1. Primary WiFi Network
2. Guest Network
3. IP Phone Network -- more on this later (Dual Stack)
4. Streaming Device Network (Dual Stack)
5. Internet of Things Network (Dual Stack)
6. Home Security System (Dual Stack)
7. Printers (Dual Stack)
8. Video Game Consoles (Dual Stack)
9. "Legacy Home" (Dual Stack)

Sadly, because I use Roku streaming on some TVs, I have to provide legacy IP for the streaming network. And, depressingly, myriad IoT devices seem to be cranky without legacy IP connections. And Nintendo hasn't discovered IPv6 at all. And I have not yet setup my IP phone system for legacy-free networks. The "Legacy Home" network is for any home users with devices that need to connect to legacy IP services via IPv4 literals and the devices do not have CLAT support (using a VPN on Windows, for instance). Thus, Printers have to be available on legacy IP -- I've had problems trying to get RDP sessions on Windows over legacy IP to talk to local printers over modern IP. VPNs and Windows for office work -- mostly I get to avoid these, most of the time. But my wife can't. IoT and Windows/VPN seem to be the major remaining legacy IP holdouts in my home network.

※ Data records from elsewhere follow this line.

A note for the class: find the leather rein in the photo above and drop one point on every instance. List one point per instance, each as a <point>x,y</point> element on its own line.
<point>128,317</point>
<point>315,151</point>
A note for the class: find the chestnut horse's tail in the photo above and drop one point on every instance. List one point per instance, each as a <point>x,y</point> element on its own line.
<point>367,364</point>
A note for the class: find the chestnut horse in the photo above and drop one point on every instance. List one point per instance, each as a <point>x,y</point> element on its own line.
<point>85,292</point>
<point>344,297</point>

The Wireless infrastructure is provided by a handful of strategically placed TP-Link Omada APs. Most are EAP 225s and there's a few outdoor Omada APs (I forget the model). Most are powered via PoE from the TP-Link switch. An Omada SDN controller links and manages all of the APs. This system provides one SSID for each of the 9 VLANs described above. The SDN adds and removes VLAN tags on traffic from each appropriate VLAN.

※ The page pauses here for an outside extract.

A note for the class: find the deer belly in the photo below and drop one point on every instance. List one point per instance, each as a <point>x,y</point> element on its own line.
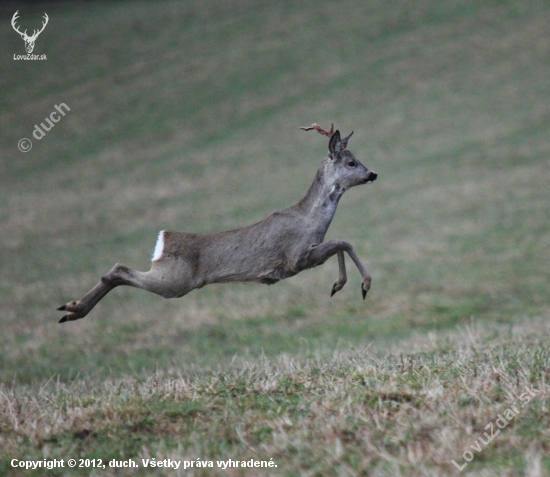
<point>273,275</point>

The router runs Tayga to provide NAT64 services for all devices in the house. The DNS server on the router is setup for DNS64. An IPv6 tunnel to Hurricane Electric is also running on the router. This provides my access to 2001:470:e1da::/48. I rather like this allocation, as when I squint at the 70:e1da part it looks almost like Zelda, one of my favourite video game series. My router sends ::/0 out directly over the Verizon FIOS link. This causes a problem, as Verizon won't (for some sensible reasons) route IP traffic with a source address from outside my allocation. They want to prevent spoofing and to prevent misconfiguration. But global traffic bound for 2001:470:e1d::/48 emerges from the tunnel in my router, so there's that half of the link already. From there, it's already capable of sending it to various machines in this lab. The 2001:470:e1da:1ab::/64 (1ab looks like lab) subnet is dedicated to the lab. And for this webserver, I assigned 2001:470:e1da:1ab::b106 (looks like blog) as a cool-looking 6-address. When my webserver responds to your traffic, it normally would come back via the Verizon direct route. However, instead I have to setup dual fibs on my router and a few pf rules to cause traffic originating from my HE mapped network to go back out over the HE tunnel. Thus only really the web traffic goes over the HE tunnel, but my normal home and business traffic go out over the proper 6-link for Verizon.

My DNS server presents itself to the wider internet over both modern and legacy IP. I do still run a "split-horizon" DNS, however. This is because in addition to the 2000::/3 GUA addresses I provision internally, I also run fd00::/8 ULA addresses internally. This is to permit me to keep static addresses for machines in my network (and not have to alter DNS records every time Verizon decides to change my public address allocations). I can ssh router.local, even when public network addresses change, just like I used to do when running legacy IP. I'm moving towards making all publicly advertised machines expose addresses from 2001:470:e1da::/48, just like this webserver does. This webserver is an experiment of that technique. However, the primary limitation there is that I must make sure that all machines have 2600:4000::/24 allocations such that I can craft most traffic to go out over the Verizon link.